Still, the brutal arena games include some creative moments, the re-enactment chief among them. I’m unconvinced that Milo could do all the amazing things he does without tying his chain in knots, but I’ll let that pass. Less successful is Anderson’s penchant for having his young hero leap upon his adversaries from a great height at any opportunity. When it comes to the all-important eruption, there’s a lot of dashing about and increasingly absurd delays of the inevitable. There are duels aplenty amid the ash and devastation, including a fight to the death in the rubble of the arena (Sasha Roiz enjoys being a bastardly Roman almost as much as Sutherland) and a chariot race through the exploding streets. Atticus even saves a child at one point, who will doubtless die minutes later anyway. But it’s the thought that counts.
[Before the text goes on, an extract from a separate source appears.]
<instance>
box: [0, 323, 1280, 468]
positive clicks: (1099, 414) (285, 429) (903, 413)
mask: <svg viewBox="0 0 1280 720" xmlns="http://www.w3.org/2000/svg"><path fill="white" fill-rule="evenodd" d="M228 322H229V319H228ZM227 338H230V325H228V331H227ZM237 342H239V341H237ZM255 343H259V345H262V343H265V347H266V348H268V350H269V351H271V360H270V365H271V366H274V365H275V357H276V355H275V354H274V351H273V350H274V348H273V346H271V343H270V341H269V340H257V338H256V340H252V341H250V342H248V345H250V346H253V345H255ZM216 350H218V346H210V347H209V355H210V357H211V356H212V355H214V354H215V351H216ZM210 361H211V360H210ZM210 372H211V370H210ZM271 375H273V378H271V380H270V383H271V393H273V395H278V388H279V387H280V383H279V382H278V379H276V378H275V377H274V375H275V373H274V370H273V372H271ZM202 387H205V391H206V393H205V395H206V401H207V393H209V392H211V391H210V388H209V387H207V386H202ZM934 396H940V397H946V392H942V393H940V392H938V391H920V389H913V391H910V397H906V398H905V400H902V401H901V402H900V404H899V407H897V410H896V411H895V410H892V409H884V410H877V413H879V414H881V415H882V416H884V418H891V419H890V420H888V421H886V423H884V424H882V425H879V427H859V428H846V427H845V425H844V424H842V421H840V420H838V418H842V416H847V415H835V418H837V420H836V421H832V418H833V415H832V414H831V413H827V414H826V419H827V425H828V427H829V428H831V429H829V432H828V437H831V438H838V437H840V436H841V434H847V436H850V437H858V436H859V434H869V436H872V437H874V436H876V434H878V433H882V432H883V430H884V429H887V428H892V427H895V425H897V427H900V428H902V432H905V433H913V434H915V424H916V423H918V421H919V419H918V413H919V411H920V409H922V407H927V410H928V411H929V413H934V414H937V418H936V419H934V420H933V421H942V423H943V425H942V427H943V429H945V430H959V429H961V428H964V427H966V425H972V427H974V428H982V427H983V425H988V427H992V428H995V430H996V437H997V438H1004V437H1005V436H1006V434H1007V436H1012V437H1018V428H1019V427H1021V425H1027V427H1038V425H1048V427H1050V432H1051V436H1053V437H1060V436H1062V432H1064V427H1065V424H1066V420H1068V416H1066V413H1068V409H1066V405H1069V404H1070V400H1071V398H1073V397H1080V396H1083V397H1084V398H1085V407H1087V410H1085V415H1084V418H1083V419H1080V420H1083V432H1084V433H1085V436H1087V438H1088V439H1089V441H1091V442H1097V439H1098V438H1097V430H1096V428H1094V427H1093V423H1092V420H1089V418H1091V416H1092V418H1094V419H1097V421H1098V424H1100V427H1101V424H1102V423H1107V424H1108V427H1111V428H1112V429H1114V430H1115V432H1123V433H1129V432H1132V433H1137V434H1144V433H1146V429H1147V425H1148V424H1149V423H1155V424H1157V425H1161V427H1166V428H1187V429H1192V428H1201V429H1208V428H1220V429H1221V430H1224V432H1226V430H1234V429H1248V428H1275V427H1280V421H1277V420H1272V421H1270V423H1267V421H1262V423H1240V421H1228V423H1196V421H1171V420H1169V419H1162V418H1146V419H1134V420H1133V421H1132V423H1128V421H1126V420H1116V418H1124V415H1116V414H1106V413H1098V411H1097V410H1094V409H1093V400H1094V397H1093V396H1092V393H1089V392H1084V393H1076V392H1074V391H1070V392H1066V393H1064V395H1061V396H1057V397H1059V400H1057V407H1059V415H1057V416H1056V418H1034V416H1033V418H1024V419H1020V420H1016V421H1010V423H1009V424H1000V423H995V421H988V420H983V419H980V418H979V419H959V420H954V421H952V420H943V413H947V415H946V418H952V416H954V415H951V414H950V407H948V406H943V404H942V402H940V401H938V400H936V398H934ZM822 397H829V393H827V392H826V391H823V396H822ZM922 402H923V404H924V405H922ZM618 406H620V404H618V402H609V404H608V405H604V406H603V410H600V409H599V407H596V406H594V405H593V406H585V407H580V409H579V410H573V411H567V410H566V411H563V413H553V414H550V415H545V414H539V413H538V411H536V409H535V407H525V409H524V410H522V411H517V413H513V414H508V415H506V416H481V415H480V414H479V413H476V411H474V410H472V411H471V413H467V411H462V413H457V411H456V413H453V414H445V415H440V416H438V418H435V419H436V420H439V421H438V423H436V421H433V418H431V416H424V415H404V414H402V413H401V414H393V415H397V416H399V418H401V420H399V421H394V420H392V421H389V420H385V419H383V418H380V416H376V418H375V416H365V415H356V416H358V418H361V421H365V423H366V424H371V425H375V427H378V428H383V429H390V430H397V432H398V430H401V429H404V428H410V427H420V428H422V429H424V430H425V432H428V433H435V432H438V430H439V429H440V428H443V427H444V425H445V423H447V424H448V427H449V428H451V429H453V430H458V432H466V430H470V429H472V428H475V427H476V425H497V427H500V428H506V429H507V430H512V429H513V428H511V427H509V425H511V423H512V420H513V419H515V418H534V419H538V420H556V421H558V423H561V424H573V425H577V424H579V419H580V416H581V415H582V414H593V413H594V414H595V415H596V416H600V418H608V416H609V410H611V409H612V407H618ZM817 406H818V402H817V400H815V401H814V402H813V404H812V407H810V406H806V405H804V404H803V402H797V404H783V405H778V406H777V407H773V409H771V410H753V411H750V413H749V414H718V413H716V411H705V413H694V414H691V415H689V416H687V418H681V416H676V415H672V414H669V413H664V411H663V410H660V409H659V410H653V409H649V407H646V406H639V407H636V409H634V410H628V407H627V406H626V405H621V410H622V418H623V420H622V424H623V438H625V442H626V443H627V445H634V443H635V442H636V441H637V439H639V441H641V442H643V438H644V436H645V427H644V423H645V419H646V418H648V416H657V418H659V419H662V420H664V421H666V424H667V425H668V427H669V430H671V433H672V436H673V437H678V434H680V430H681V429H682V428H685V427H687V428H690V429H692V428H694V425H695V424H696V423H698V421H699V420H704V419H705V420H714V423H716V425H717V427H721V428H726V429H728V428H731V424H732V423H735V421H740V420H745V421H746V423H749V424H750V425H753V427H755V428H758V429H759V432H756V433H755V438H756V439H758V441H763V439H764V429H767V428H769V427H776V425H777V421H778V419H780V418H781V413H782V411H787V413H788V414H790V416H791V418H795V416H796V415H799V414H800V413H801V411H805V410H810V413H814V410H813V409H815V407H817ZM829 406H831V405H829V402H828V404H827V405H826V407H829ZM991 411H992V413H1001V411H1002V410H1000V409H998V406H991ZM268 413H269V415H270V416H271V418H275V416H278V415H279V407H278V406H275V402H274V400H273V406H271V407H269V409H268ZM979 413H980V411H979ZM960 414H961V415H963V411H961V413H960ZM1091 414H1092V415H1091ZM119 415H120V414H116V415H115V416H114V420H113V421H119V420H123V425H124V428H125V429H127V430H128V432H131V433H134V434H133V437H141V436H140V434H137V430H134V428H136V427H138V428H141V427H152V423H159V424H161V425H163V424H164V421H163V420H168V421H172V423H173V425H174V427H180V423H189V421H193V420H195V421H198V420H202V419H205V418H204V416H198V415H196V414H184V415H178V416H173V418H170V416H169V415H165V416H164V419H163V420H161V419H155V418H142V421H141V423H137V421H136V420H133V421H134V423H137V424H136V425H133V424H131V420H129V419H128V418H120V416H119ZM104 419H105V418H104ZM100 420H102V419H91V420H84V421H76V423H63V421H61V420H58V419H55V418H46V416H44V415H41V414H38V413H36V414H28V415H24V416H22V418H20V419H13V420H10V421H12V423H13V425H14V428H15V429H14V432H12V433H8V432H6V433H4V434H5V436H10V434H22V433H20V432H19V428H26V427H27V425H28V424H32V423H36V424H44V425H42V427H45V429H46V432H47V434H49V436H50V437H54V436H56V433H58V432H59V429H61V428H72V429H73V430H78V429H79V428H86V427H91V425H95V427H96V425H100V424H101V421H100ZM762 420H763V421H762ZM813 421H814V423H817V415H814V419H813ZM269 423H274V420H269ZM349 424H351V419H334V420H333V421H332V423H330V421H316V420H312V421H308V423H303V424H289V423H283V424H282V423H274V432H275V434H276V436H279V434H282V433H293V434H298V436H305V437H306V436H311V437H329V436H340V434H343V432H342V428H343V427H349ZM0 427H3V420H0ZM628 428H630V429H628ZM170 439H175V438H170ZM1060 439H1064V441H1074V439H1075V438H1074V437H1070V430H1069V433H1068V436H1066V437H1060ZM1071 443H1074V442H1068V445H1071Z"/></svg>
Harington and Browning may die in an everlasting clinch, but it only makes dramatic sense to off your protagonists if you care about them. For all the significant failings of his last two movies, James Cameron was able to make audiences care about his love stories. It’s not even necessarily the case that Anderson sets up something cruder than Jimbo. Rather, the latter knows how to fashion the rudiments of character (and they only ever are rudiments). Here, the love story amounts to naught and it’s the readiest explanation of why Pompeii was an expensive bomb ($108m gross worldwide on a $100m budget). It’s so non-descript, so unassumingly derivative, there’s barely a conversation to be had here. Never mind, Resident Evil 6 is just around the corner.
Addendum 29/06/22: While ostensibly taking place in 79 AD, this date is, of course, even more suspect than anything we see in Paul’s epic; 1700 would be closer to the mark.